A police and crime commissioner (PCC) has called for reform in the “dysfunctional” criminal justice system (CJS) including more power for PCCs.

Jul 11, 2017

A police and crime commissioner (PCC) has called for reform in the “dysfunctional” criminal justice system (CJS) including more power for PCCs. Hertfordshire PCC David Lloyd, who is the Association of Police and Crime Commissioners’ lead on criminal justice, told the National Police Chiefs’ Council(NPCC) criminal justice conference on Tuesday (July 11) that the PCC model should be replicated in the current system. He argues that greater local oversight of criminal justice would provide transparency, accountability and improve the experience for everyone involved. “I think that the PCCs should have the same powers over the CJS that they currently have over their police force: set the plan, set the budget, appoint a chief and hold to account,” he said.
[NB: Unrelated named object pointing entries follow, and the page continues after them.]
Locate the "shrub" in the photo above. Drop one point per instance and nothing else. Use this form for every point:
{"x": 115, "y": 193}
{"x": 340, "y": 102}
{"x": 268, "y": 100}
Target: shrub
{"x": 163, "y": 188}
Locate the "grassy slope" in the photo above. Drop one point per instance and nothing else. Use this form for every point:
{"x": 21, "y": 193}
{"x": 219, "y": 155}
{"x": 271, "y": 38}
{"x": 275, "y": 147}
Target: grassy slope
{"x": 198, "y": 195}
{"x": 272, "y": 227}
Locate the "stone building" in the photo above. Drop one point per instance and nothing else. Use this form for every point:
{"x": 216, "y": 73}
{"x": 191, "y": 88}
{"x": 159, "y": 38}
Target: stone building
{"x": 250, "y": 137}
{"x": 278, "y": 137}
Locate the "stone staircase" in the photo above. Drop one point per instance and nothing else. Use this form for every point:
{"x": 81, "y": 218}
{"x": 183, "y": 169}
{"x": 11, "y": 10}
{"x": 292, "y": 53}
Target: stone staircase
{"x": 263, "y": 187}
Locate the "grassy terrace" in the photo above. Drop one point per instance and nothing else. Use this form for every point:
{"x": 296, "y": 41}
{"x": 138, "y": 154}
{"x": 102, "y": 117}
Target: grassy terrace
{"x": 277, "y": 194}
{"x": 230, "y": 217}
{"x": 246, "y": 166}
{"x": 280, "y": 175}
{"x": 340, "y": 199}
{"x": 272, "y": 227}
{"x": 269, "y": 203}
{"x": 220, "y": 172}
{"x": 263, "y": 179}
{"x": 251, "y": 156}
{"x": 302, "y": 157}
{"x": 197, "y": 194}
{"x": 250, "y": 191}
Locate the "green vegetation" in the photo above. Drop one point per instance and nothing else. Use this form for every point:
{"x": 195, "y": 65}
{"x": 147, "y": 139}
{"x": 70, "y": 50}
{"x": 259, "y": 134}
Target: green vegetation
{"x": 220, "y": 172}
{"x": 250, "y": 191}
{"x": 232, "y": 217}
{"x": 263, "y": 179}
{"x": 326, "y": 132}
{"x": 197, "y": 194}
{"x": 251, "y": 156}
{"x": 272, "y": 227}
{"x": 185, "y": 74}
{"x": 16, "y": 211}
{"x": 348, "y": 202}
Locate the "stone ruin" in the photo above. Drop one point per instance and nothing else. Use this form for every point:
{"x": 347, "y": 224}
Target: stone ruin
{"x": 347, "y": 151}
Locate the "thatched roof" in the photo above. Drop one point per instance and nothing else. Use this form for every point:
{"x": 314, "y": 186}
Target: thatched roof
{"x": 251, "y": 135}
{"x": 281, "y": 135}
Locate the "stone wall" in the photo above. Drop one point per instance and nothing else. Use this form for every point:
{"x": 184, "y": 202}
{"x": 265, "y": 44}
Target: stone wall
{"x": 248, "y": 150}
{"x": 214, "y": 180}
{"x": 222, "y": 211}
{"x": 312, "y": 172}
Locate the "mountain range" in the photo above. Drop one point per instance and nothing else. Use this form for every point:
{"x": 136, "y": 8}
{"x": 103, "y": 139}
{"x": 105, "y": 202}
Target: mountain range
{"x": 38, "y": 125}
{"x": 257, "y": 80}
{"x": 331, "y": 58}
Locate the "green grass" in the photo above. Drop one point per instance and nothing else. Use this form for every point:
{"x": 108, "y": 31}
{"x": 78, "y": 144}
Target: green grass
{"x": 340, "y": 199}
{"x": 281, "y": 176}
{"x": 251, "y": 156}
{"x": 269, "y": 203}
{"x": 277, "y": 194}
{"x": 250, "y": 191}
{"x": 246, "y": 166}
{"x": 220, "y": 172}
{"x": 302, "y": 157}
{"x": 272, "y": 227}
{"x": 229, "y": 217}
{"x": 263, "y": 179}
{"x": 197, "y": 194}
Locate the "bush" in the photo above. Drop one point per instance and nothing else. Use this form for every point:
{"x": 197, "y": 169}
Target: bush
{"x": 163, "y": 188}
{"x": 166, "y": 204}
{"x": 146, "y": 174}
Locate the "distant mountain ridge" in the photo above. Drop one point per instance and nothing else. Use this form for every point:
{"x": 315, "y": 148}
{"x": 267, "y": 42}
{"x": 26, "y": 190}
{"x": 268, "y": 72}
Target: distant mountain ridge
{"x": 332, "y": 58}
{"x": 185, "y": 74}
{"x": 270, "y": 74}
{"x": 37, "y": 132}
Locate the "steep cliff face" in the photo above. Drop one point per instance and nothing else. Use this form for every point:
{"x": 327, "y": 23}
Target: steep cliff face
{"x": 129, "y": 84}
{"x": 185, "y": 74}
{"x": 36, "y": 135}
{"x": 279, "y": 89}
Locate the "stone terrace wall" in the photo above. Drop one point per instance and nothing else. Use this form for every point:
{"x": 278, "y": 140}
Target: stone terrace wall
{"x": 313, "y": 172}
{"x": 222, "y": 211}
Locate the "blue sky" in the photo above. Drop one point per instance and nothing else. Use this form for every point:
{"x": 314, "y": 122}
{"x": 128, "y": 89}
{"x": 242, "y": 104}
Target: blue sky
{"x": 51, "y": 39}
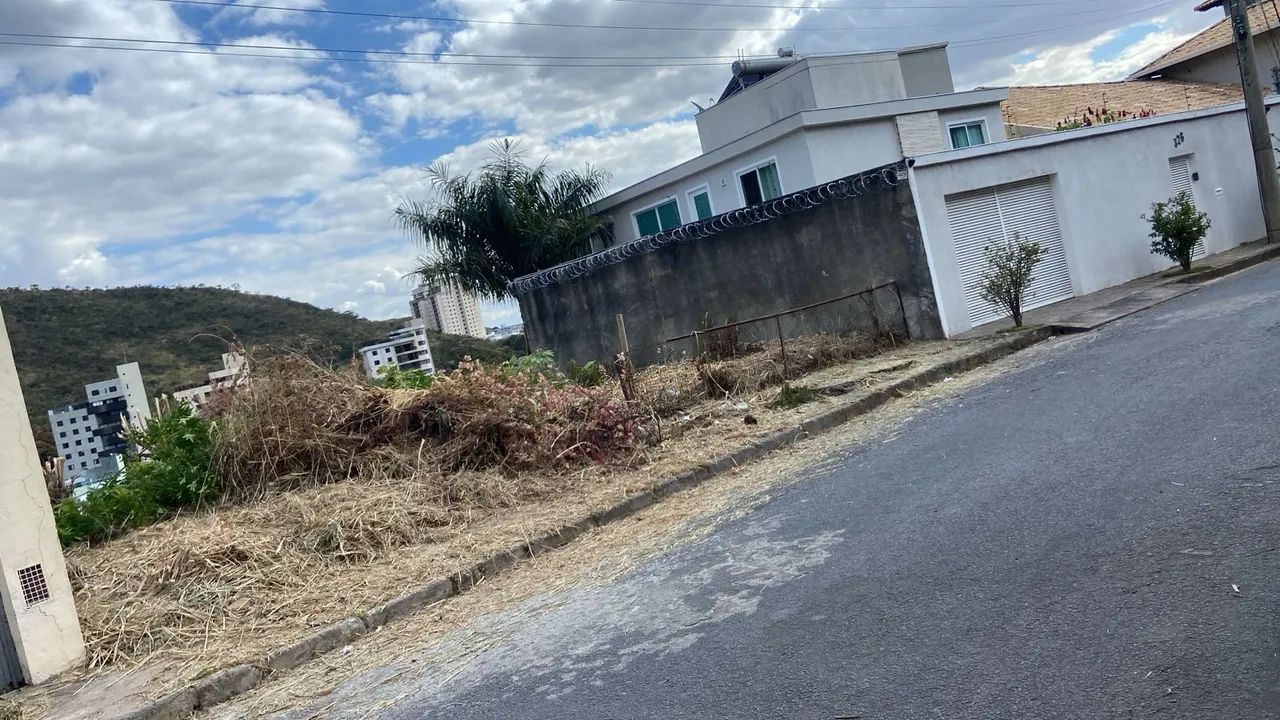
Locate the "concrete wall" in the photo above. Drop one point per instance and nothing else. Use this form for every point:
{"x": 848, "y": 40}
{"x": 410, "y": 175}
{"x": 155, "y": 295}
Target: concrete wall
{"x": 1104, "y": 178}
{"x": 48, "y": 634}
{"x": 835, "y": 249}
{"x": 926, "y": 72}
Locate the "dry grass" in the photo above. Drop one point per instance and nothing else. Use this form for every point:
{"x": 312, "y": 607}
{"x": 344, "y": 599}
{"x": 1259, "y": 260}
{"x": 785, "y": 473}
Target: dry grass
{"x": 352, "y": 523}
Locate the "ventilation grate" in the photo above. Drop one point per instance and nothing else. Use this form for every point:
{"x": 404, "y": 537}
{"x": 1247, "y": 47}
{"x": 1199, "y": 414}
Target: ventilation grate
{"x": 35, "y": 589}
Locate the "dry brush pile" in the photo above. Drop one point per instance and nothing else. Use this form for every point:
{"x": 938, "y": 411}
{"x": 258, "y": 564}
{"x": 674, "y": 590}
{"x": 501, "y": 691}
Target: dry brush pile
{"x": 323, "y": 470}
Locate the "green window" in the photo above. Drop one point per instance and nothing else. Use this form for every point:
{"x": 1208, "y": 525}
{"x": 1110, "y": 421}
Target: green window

Mr Lloyd has welcomed the Government’s commitment to promoting greater local cooperation of criminal justice agencies, and thinks this will prevent victims from being passed from one body to another. He also believes the CJS lets victims and witnesses down, and doesn’t consider their experience from the crime being committed to the court case and after care support. Mr Lloyd added: “Criminal justice agencies are being pulled in different directions. I want to see local accountability and direction, which will maintain the independence of the judiciary and rule of law, whilst placing local victims at the centre of our priorities.” “Victims must remain at the heart of everything we do. At present, some would say our CJS is a coalition of competing interests. How can this possibly lead to quality justice for the victim, witnesses and those accused? “The courts frequently over-list cases, which means victims and witnesses will turn up uncertain their case will be heard. This places undue stress on them at an already difficult time.”